Мама. Тёплая, мягкая мама. Молочный запах. Нежные руки. Это и есть – хорошо. Всё вот так просто, да.
Ребёнок припадает пухлыми губками к её груди, хватается пальчиками, соединяется с ней и втягивает живительную силу молока – этой жидкой религии. С блаженством на личике он сопит, ритмично и напористо всасывая в себя квинтэссенцию жизни под умиротворяющий стук сердца, которое бьётся так близко, под самым ухом. Молоко приливает к маминой груди, вызывая томление, и малыш избавляет от этого: бисер пота на лобике, мокрый потемневший завиток волос на затылке, пахнущий карамелью, блаженно закрытые глазки, причмокивание и то, как он расслабленно засыпает, – тут и сакральная чувственность, и интимная нежность, одна на двоих.
А без тёплой и сытной мамы ребёнок – уязвимый, беспомощный – попадает в мир, состоящий из холода, голода, боли. Хоть закричись, – никто не услышит. Мир становится злым.
Конфетки зато безотказны. Для брошенного малыша, лишённого ощущения «хорошо», они – как анестезия.
– Иди ко мне, – Соня, блестя глазами, берёт свою грудку в ладонь и придвигается ближе.
– Леди, Вы это серьёзно?
Она быстро-быстро кивает, лишь бы не разрыдаться.
– Ладно.
Мужчина соглашается, ложится и приникает к ней.
Так они и лежат. Он просто держит сосок во рту, не понимая того, что прописано в родовой памяти у каждого существа на самом глубинном уровне, – уровне врождённых рефлексов.
Она гладит его по голове дрожащими пальцами. От пронзительной материнской жалости щемит сердце, и ей становится понятно, почему он чурается прикосновений, не целуется и совсем не умеет плакать.
– Я люблю тебя, малыш, – шепчет она. – Так люблю.
…Всю ночь за окном сверкают молнии, хлещет дождь, – в форточку дует, и Соня отчаянно мёрзнет. Она лежит на матрасе, вжавшись в мужчину и закутавшись в два одеяла, но это не помогает.
Температура подскакивает ночью. На спине деревенеет мышца, передавая пламенный привет из едва подзабытого прошлого, – любое мало-мальское движение сопровождается пронзительной болью.
Голова будто набита стекловатой, уши заложены, лихорадка рождает галлюцинации: неподъёмный булыжник, лежащий на хрупком теле, распухает, вдавливая его через скомканные простыни в мягкий, словно податливый чернозём, матрас. Сквозь мрак и гудящий тоннель Соню вышвыривает к облакам, по которым ходят люди и грустные ангелы. На её глазах люди срываются с края и с криком падают в бездну.
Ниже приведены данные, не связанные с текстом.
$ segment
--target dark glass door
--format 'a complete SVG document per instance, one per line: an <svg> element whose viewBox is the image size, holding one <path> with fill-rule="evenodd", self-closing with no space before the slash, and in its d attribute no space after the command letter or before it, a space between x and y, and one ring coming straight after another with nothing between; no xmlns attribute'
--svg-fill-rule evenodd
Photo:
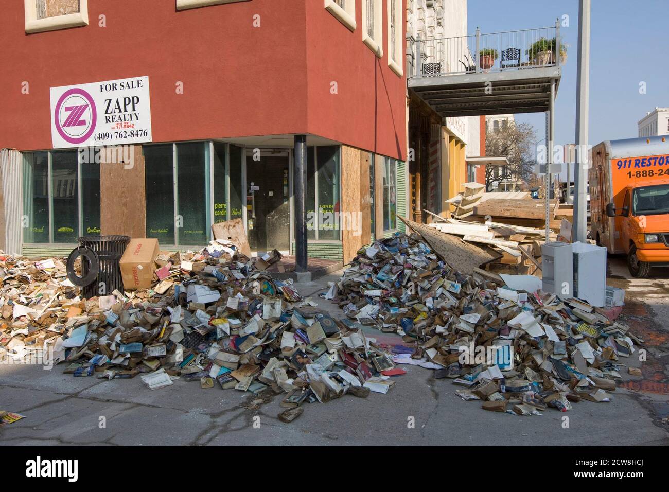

Ледяная повязка ложится на лоб, вырывая Соню из облаков. Она кладёт руку поверх ускользающих пальцев мужчины и тяжело открывает глаза, – непослушные веки слипаются.
– Воды? – спрашивает тот.
– Да, – севшим голосом отвечает она.
Он приносит в гранёном стакане воду – такую желанную, такую вкусную. Подносит к её губам, придерживает под голову, – жидкость обжигает холодом пищевод, проливается мимо. Треть, и она в изнеможении откидывается на подушку. Всё здесь так призрачно, зыбко: искажая пространство, словно в выжженной белой пустыне вибрирует воздух; узоры на обоях обращаются в вереницу верблюдов, и вот уже движется караван, качаются нагруженные тюками горбы, шагают и шагают голенастые ноги…
День катится солнечным яблоком вниз, и золотой квадрат на стене – отпечаток окна – тускнеет, гаснет. Шёлковой мантией на город опускается ночь. А с утра начинается горькая рвота. Соня пьёт и тут же теряет воду. Снова пьёт и снова теряет. В фокусе – плоское дно голубого тазика, за краями которого всё расплывается в тумане гулкого головокружения.
– Холодно… холодно…
Ещё одно одеяло поверх взопревшего, но тепла не приходит. Она забирается с головой в пододеяловую пещеру и дышит, пьянея от тяжёлого воздуха.
К обеду губы и нос покрываются крупными волдырями. Всклокоченная, опухшая, поминутно блюющая, с изуродованным лицом Соня лежит на матрасе и стонет. На горячечный лоб вновь ложится мокрое полотенце – холодное, словно льды Антарктиды.
Галлюцинации сменяют одна другую. Нечто весомое наступает на грудь и укладывается сверху, пожамкав когтями пододеяльник.